Crying shame

Crying shame

Cricket as an international game faces its worst ever crisis with several Pakistani players being charged with ‘spot-fixing’ during the recently concluded Test match against England at the Lord’s. Unlike the previous allegations of match-fixing, which were mostly based on circumstantial evidence, damning evidence through a sting operation conducted by a British newspaper is available this time, directly implicating seven Pakistanis playing in that particular match. The cricket fraternity, administrators and fans around the world who have seen those video clips, have been completely benumbed with shock, turning into rage and disgust. The video showing the sequence of events on and off the field leading to the 1,50,000 pounds bribery scandal are so compelling and vivid that even Pakistan prime minister Yousuf Raza Gilani has been forced to admit that the allegations against its cricketers had made his countrymen “bow their heads in shame.”

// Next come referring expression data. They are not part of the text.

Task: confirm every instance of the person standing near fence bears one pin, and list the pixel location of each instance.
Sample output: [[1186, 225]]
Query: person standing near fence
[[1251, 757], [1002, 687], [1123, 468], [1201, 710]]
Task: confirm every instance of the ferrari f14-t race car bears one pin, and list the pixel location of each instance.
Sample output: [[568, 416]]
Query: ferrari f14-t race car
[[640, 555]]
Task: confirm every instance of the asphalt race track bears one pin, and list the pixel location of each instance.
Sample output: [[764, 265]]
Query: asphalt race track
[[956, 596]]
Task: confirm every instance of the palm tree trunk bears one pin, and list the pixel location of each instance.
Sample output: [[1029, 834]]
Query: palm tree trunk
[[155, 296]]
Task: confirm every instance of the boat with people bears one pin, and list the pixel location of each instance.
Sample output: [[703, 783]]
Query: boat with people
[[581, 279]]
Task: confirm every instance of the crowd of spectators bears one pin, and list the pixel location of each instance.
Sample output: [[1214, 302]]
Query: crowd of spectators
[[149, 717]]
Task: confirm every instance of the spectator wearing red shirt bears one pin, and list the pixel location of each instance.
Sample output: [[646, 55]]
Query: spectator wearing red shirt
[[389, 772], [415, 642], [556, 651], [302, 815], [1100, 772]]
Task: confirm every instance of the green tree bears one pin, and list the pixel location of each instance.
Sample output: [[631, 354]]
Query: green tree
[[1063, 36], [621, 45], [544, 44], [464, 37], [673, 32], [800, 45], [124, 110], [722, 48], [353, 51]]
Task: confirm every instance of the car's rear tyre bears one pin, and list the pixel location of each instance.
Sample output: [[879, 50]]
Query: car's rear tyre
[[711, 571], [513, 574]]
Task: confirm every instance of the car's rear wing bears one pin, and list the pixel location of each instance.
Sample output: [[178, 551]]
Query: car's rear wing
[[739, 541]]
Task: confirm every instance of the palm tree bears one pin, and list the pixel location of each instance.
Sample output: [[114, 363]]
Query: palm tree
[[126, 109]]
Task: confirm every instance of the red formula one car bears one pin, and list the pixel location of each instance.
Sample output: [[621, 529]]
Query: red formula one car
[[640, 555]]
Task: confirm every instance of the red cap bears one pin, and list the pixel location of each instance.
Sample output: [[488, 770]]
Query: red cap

If Pakistan, at least in words, has reacted strongly, the International Cricket Council (ICC), the supreme body of cricket, not surprisingly given its past record, wants the allegations to be corroborated and probed further before any action is initiated. When half the Pakistan team now touring England has come under a cloud and their integrity called into question, the ICC president Sharad Pawar has allowed the remaining part of the itinerary to go on, obviously because the cricket boards and the ICC are loathe to lose the revenue. A thick-skinned politician like Pawar possibly does not understand the gravity of the situation and the least he could have done was to issue a direction to the Pakistan Cricket Board (PCB) to keep the tainted players out until their names were cleared.

In fact, the ICC has been guilty of brushing under the carpet serious incidents of match-fixing ever since the Hansie Cronje-gate rocked the cricketing world just over a decade ago. The ICC has set up an Anti-Corruption Unit to sniff out erring players and investigate into allegations that surface from time to time, but it has utterly failed in its duty. The PCB has contributed more than its share to bring disrepute to the game through its kid-glove treatment of serious offenders, who have been allowed to mock at the so-called life bans. A time has come for the ICC to quickly establish the truth behind the latest scam and if it is proved, to impose a ban on the entire Pakistan’s team at least for two years.